"Incoherence" tient une place à part dans la discographie de Peter Hammill : en effet, ce disque a bien failli endosser le rôle peu réjouissant d'album posthume. Posthume car, entre sa date de fin de mixage et celle de sa parution, l'ancien (et bientôt futur nouveau) leader de Van der Graaf Generator a été victime d'une attaque cardiaque dont il a heureusement réchappé sans séquelle.
Sur un plan plus musical, "Incoherence" présente également une particularité de taille, celle d'être constitué d'un unique morceau de plus de 41 minutes, pouvant laisser croire à un retour aux sources du progressif du leader charismatique de l'un des groupes les plus originaux de ce genre musical.
Pourtant, la première écoute permet immédiatement de constater que, si le format a changé, la teneur musicale reste globalement identique à celle des albums précédents. Certes, par certains côtés "Incoherence" renvoie à "A Plague Of Lighthouse-Keepers" ("Pawn Hearts de VdGG) ou à "Flight" ("A Black Box") par ses alternances de passages doux et mélodieux et d'instants plus syncopés et parfois discordants. Mais globalement l'album baigne dans la même atmosphère calme et mélancolique que celle qui entoure les productions de Peter Hammill depuis "X My Heart".

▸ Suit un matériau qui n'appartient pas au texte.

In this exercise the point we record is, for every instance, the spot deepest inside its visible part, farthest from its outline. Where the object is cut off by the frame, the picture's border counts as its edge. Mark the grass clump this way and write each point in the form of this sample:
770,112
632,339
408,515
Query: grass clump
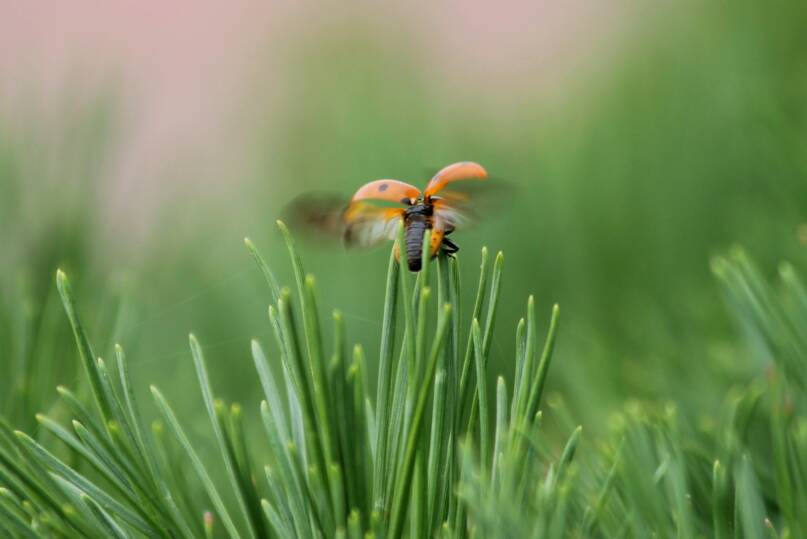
435,451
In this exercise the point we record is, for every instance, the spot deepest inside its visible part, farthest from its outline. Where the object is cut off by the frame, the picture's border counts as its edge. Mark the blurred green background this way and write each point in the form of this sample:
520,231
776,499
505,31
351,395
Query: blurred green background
685,135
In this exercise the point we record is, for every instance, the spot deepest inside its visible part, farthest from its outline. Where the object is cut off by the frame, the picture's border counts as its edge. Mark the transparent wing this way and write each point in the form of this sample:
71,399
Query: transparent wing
366,225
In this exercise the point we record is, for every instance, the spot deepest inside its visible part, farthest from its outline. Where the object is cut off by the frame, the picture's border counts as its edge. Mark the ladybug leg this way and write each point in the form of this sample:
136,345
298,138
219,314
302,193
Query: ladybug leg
449,247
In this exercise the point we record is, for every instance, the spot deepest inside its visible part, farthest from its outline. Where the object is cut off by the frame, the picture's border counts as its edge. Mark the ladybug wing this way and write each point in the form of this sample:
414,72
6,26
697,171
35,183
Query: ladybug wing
366,225
387,190
464,170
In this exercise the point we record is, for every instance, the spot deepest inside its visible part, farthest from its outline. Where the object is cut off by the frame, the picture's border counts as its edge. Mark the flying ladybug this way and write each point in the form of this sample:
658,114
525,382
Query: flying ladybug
377,209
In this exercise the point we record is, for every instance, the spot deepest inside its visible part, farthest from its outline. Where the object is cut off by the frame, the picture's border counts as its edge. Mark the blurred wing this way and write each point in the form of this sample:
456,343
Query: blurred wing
465,170
366,225
389,190
466,203
317,216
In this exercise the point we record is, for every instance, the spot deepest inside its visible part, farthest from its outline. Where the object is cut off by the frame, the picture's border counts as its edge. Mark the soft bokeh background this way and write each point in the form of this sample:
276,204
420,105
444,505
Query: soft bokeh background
139,143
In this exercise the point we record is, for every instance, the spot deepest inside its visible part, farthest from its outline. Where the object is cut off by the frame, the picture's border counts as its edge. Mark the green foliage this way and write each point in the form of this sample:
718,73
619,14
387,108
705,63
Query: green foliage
437,452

A l'image de "The Fall Of The House Of Usher" auquel Peter Hammill le compare, "Incoherence" ne contient aucune percussion. Les nappes de guitares qui constituaient l'armature de "Usher" cèdent la place à des murs de pianos électriques, enrichis de nappes d'orgues et de synthés, la guitare étant quant à elle plutôt discrète. David Jackson et Stuart Gordon viennent comme à leur habitude renforcer l'impression de tristesse diffuse de quelques traits de saxophone ou de violon nostalgiques.
Le titre unique est composé de 14 parties qui alternent mélodies chargées d'émotions et rythmes plus syncopés, peuplés des boucles expérimentales des claviers et des guitares, où la voix reste le seul point de repère d'un auditeur balloté par des ondes sonores qui évoluent sans logique apparente. Cette alternance de thèmes doux et aériens et d'autres plus agressifs et complexes permet de garder intact l'intérêt tout au long de l'album qui se referme comme il avait débuté sur quelques notes éparses de claviers, enjolivées de légères volutes de flûte, égrenées comme par hasard sur un chant désabusé.
"Incoherence" contient ces quelques mots qui faillirent être prophétiques : "So many things left unsaid and the voice I've been using gone ahead". Triste ironie du sort fort heureusement évitée. Si Peter Hammill s'attaque dans "Incoherence" aux insuffisances du langage et aux difficultés de communication qui en résultent sous toutes leurs formes, il prouve par sa logorrhée inspirée qu'il lui reste encore bien des choses à nous dire.